More than 17,500 farmers a year killed themselves between 2002 and 2006, according to experts who have analyzed government statistics. It was said, a comprehensive all-India study is still awaited, that most suicides occurred in states of Andhra Pradesh, Maharashtra, Karnataka, Kerala and Punjab.

In 2006, the state of Maharashtra, with 4,453 farmers’ suicides accounted for over a quarter of the all-India total of 17,060, according to the National Crime Records Bureau (NCRB) in its report Accidental Deaths and Suicides in India, 2006, totaling to ‘36,428 farmers’ suicides since 1995. According to another study by the Bureau, while the number of farm suicides increased since 2001, the number of farmers has fallen, as thousands abandoning agriculture in distress. According to government data, over 5,000 farmers committed suicide in 2005-2009 in Maharashtra, while 1,313 cases reported by Andhra Pradesh between 2005 and 2007. In Karnataka the number stood at 1,003, since 2005-06 till August 2009. In the last four years, cases in Kerala were about 905, Gujarat 387, Punjab 75 and Tamil Nadu 26.
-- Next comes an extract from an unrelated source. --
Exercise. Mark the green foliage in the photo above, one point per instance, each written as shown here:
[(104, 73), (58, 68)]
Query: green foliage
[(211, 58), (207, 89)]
In the initial years when farmers distress came to attract public attention it was said that indebtedness and use of Bt Cotton were the main cause for farmers suicide. Here it is important to notice that in the context of Indian history the moneylender is considered to be a particularly evil person and the farmer an unwitting subject of his machinations. Moreover, in recent times there has been a considerable ideologically driven movement against the use of BT crops. As a result the initial causes indebtedness and Bt Cotton were easily accepted to be the causes of farm suicides.

P. Sainath, a journalist who covered the Covering farmers' suicides in India, later won the 2007 Ramon Magsaysay Award.

In April 2007 an NGO named Green Earth Social Development Consulting brought out a report after doing an audit of the state and central government relief packages in Vidarbha. The report's conclusions were:

· Farmers' demands were not taken into count while preparing the relief package. Neither were civil society organisations, local government bodies, panchayats etc consulted.



· The relief packages were mostly amalgamations of exiting schemes. Apart from the farmer helpline and the direct financial assistance, there was scarcely anything new being offered. Pumping extra funds into additional schemes shows that no new idea was applied to solve a situation where existing measures had obviously failed.



· The farmer helpline did not give any substantial help to farmers

The basis for selection of beneficiaries under the assistance scheme was not well-defined. Also, type of assistance to be given led to problems like a farmer needing a pair of bullocks getting a pump set and vice versa (or a farmer who has no access to water sources being given pump sets).

Awareness regarding the package was also fairly low.

The report concluded quite alarmingly that the loan burden of the farmers would double in 2008.